Revealing relics of a lost Jerusalem

Lithuania's prime minister Andrius Kubilius has visited the newly revealed remains of the Great Synagogue of Vilnius.

The house of worship, built in 1633 on the site of an older synagogue, was heavily damaged by the Germans during World War II, and then levelled by the Soviets during the 1950s.

The excavation by leading Lithuanian archaeologists is part of a wide-ranging, government-backed programme set under way this year, aimed at restoring the capital's ancient Jewish quarter.

Vilnius was once known as the 'Jerusalem of Lithuania' owing to its importance for the Jewish community in Central Europe.

About 80,000 Jews still lived in the city during the 1930s, when the city was a part of Poland.

However, the community was all but entirely decimated during the Nazi occupation. Although some locals attempted to save Jews, others helped the Germans in their policy of extermination. Others turned a blind eye the death penalty was imposed on those who aided Jews.
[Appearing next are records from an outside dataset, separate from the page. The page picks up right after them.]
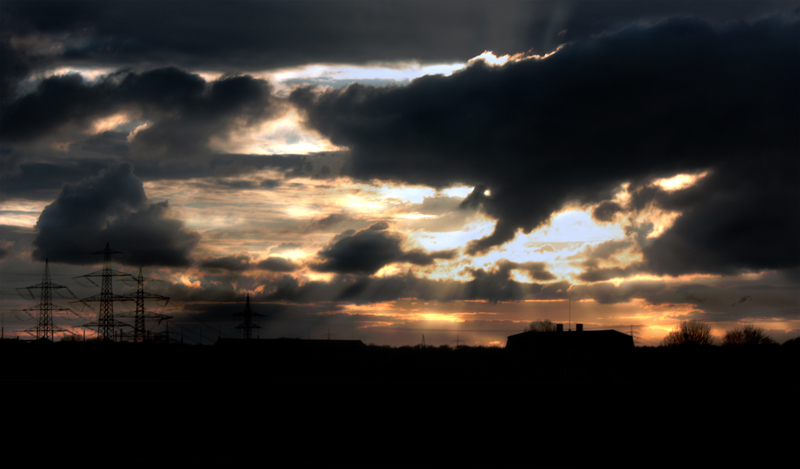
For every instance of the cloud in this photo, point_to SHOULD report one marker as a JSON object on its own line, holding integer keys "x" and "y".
{"x": 368, "y": 250}
{"x": 183, "y": 112}
{"x": 648, "y": 101}
{"x": 111, "y": 208}
{"x": 228, "y": 263}
{"x": 265, "y": 35}
{"x": 277, "y": 264}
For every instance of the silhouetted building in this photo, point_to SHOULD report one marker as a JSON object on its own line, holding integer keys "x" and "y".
{"x": 571, "y": 344}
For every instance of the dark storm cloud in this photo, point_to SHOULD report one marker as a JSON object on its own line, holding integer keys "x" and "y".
{"x": 277, "y": 264}
{"x": 270, "y": 183}
{"x": 742, "y": 217}
{"x": 228, "y": 263}
{"x": 680, "y": 96}
{"x": 368, "y": 250}
{"x": 39, "y": 174}
{"x": 184, "y": 111}
{"x": 605, "y": 211}
{"x": 247, "y": 35}
{"x": 243, "y": 262}
{"x": 111, "y": 208}
{"x": 494, "y": 286}
{"x": 42, "y": 181}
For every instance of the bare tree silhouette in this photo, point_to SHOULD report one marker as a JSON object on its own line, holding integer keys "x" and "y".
{"x": 541, "y": 326}
{"x": 747, "y": 335}
{"x": 690, "y": 332}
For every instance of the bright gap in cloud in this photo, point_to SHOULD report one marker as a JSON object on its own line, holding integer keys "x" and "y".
{"x": 679, "y": 181}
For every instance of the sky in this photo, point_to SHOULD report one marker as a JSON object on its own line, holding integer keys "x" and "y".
{"x": 388, "y": 170}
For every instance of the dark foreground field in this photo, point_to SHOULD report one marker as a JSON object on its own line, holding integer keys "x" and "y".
{"x": 135, "y": 405}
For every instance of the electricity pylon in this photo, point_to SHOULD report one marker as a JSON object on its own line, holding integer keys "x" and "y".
{"x": 139, "y": 331}
{"x": 106, "y": 323}
{"x": 45, "y": 328}
{"x": 247, "y": 324}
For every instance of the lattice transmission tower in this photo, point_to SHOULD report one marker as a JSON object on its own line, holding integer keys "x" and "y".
{"x": 45, "y": 328}
{"x": 247, "y": 324}
{"x": 106, "y": 323}
{"x": 140, "y": 333}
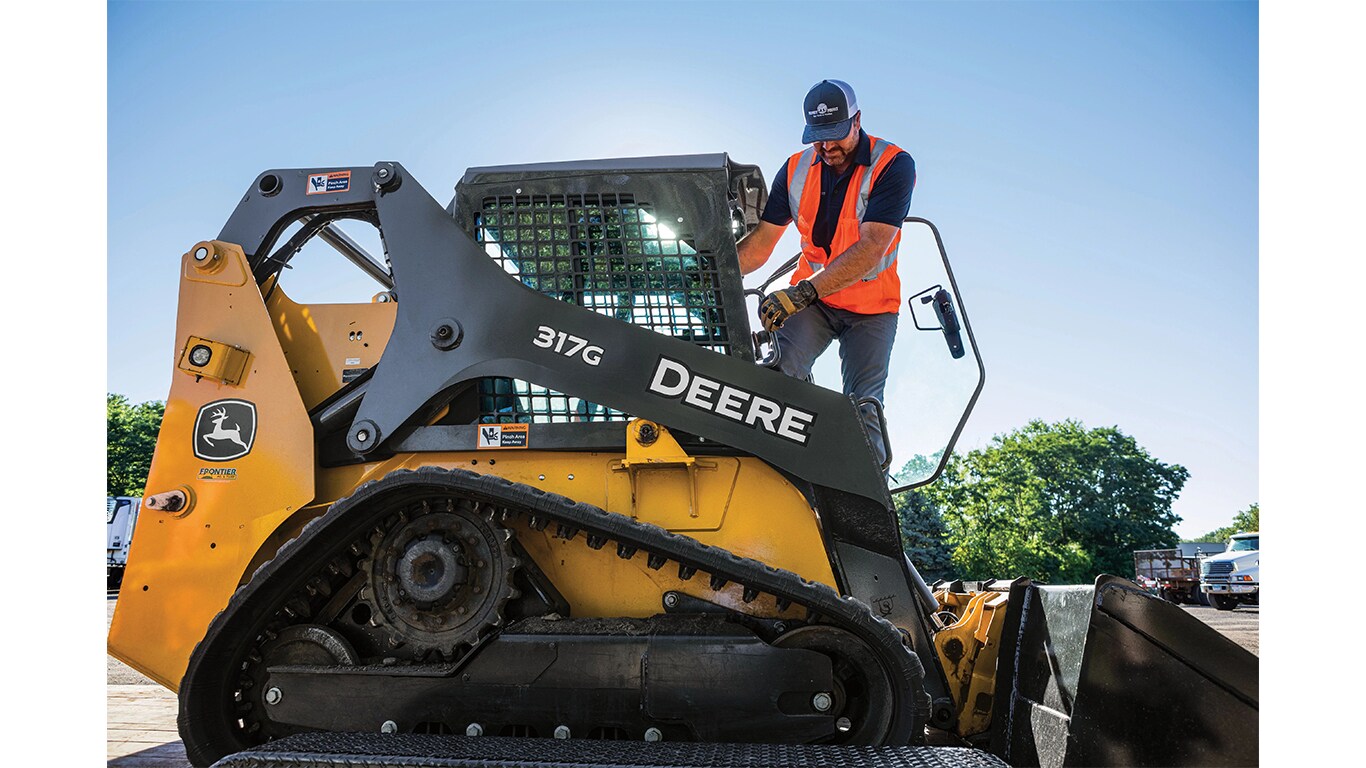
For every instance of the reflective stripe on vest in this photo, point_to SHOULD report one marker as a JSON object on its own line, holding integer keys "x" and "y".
{"x": 799, "y": 167}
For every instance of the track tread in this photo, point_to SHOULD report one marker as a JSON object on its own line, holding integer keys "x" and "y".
{"x": 910, "y": 711}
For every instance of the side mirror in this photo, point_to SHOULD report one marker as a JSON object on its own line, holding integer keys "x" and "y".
{"x": 943, "y": 305}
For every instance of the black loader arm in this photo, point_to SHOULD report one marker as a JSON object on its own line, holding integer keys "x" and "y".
{"x": 461, "y": 317}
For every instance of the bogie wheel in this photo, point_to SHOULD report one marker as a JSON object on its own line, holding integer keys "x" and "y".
{"x": 863, "y": 696}
{"x": 1224, "y": 601}
{"x": 426, "y": 569}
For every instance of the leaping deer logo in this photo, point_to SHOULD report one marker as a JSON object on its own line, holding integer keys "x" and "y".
{"x": 220, "y": 433}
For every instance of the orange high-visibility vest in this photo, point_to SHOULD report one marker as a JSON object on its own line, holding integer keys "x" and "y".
{"x": 880, "y": 290}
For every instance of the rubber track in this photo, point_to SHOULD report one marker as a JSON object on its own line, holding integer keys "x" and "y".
{"x": 903, "y": 668}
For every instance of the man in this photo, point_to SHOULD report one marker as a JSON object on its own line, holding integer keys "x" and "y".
{"x": 848, "y": 194}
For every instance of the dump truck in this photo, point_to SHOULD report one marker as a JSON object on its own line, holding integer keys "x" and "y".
{"x": 542, "y": 498}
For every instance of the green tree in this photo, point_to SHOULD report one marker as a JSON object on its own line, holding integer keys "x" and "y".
{"x": 1056, "y": 502}
{"x": 1245, "y": 521}
{"x": 131, "y": 437}
{"x": 924, "y": 536}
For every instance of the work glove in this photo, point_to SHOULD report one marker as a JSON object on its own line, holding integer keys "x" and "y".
{"x": 777, "y": 306}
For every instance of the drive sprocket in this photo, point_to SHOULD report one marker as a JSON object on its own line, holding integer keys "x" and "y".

For us it is very important to bring back an authentic part of Lithuanian history that included the history of the Jewish community, the Lithuanian premier reflected, after visiting the Great Synagogue.

He added that the excavations are important not only for Lithuania, but for the global Jewish community.

It is a powerful symbol of both a great Jewish heritage and a great tragedy when the entire Jewish community was destroyed.